After studying History at Oxford University, Robert Sackville-West worked in publishing. He now chairs Knole Estates, the property and investment company which – in parallel with the National Trust – runs the Sackville family’s interests at Knole, the house in Kent where his family have lived for the past 400 years.

Robert is the author of the critically acclaimed Inheritance: The Story of Knole and the Sackvilles (2010) and The Disinherited (2014).


Map of the Scenes

Background map: Library of Congress


British soldiers parade past the Cenotaph in the Peace Day celebrations of July 1919. © Getty Images

The coffin of the Unknown Warrior is pulled in procession through the streets of London 1920 © Getty Images


Scene One: 2 October 1915, a distressing telegram arrives at Bateman’s, the home of Rudyard Kipling.

John Kipling, an officer in the Irish Guards, is last seen at the Battle of Loos. Five days later, the Nobel Prize-winning writer Rudyard Kipling and his wife, Carrie, received a telegram reporting him missing. They spent the next four years hoping to establish that he was still alive, but when the weight of evidence convinced them that he must be dead, they spent the rest to their lives trying, unsuccessfully, to locate his grave on the Western Front. It was an irony that the man who had chose the phrase ’Their Name Liveth for Evermore' for the cemeteries where so many hundreds of thousands were buried had no shrine, stone or grave at which to lay his own grief.

Scene Two: 15 September 1915, Sir Oliver Lodge is playing golf at Gullane, on the east coast of Scotland.

On the morning of 15 September 1915, Sir Oliver Lodge was playing golf at Gullane, on the east coast of Scotland. Although he had been greatly looking forward to the round, the eminent physicist, and founding Principal of Birmingham University, ‘was in an exceptional state of depression’, and could barely hit the ball. At the time, he did not ascribe any particular significance to his mood that day; in retrospect, however, he interpreted it as one of several premonitions. Two days later, he received the standard-issue telegram from the War Office that his son Raymond had been killed.  But whereas Rudyard was to search obsessively for his son on the battlefields of the Somme, Sir Oliver Lodge turned to mediums and the spirit world to contact his son, Raymond, in the afterlife.

Scene Three: November 1915: The novelist E.M. Forster arrives in Egypt as a Red Cross ‘searcher’.
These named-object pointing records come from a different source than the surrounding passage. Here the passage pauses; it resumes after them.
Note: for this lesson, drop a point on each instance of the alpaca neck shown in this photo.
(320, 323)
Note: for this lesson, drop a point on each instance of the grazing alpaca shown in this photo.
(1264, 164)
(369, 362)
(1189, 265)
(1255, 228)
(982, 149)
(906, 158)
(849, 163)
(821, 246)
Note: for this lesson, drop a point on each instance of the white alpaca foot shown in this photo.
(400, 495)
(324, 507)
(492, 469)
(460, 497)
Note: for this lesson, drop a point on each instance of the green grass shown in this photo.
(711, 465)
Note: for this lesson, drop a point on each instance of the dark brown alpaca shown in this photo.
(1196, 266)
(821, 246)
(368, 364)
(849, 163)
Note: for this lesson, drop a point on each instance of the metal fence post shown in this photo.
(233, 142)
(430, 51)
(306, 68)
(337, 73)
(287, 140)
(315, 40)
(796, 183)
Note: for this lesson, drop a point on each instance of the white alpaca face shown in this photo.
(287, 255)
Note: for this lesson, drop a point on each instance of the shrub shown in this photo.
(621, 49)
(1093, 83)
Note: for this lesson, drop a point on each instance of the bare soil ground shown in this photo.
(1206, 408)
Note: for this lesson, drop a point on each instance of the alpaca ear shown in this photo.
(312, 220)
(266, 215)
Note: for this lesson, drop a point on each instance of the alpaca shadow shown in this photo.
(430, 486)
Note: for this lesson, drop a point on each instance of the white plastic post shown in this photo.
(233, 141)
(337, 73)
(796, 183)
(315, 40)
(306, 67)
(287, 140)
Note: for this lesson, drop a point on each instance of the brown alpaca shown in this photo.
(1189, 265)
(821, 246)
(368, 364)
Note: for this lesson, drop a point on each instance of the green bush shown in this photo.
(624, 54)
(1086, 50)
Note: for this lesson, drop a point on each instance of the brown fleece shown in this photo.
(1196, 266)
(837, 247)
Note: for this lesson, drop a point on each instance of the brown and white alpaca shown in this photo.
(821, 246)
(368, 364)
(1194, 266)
The novelist E.M. Forster arrived in Egypt as a Red Cross ‘searcher’, working for a now-forgotten organisation, The Wounded and Missing Enquiry Department. He expected to be there for three months, but in fact spent the next three years touring the hospitals of Alexandria, asking soldiers wounded in the disastrous Dardanelles campaign, for news of comrades who had been reported missing. Every evening, he filed a report that was forwarded to the London Office of the Red Cross, and eventually sent to the families of the missing men. The city was the backdrop to his first proper love-affair, and to the happiness and fulfilment he found with Mohammed el Adl, a young Egyptian tram conductor. Forster found that he was rather good at the job, ending up as Head Searcher for Egypt. Day after day, he sat beside the beds of the wounded, teasing from them the jagged shards of their most traumatic memories and transferring them to a notebook. Sometimes he simply played chess and Patience with the soldiers, or ran errands for them, lent them books, wrote letters that they dictated. The whole experience was therapeutic for all.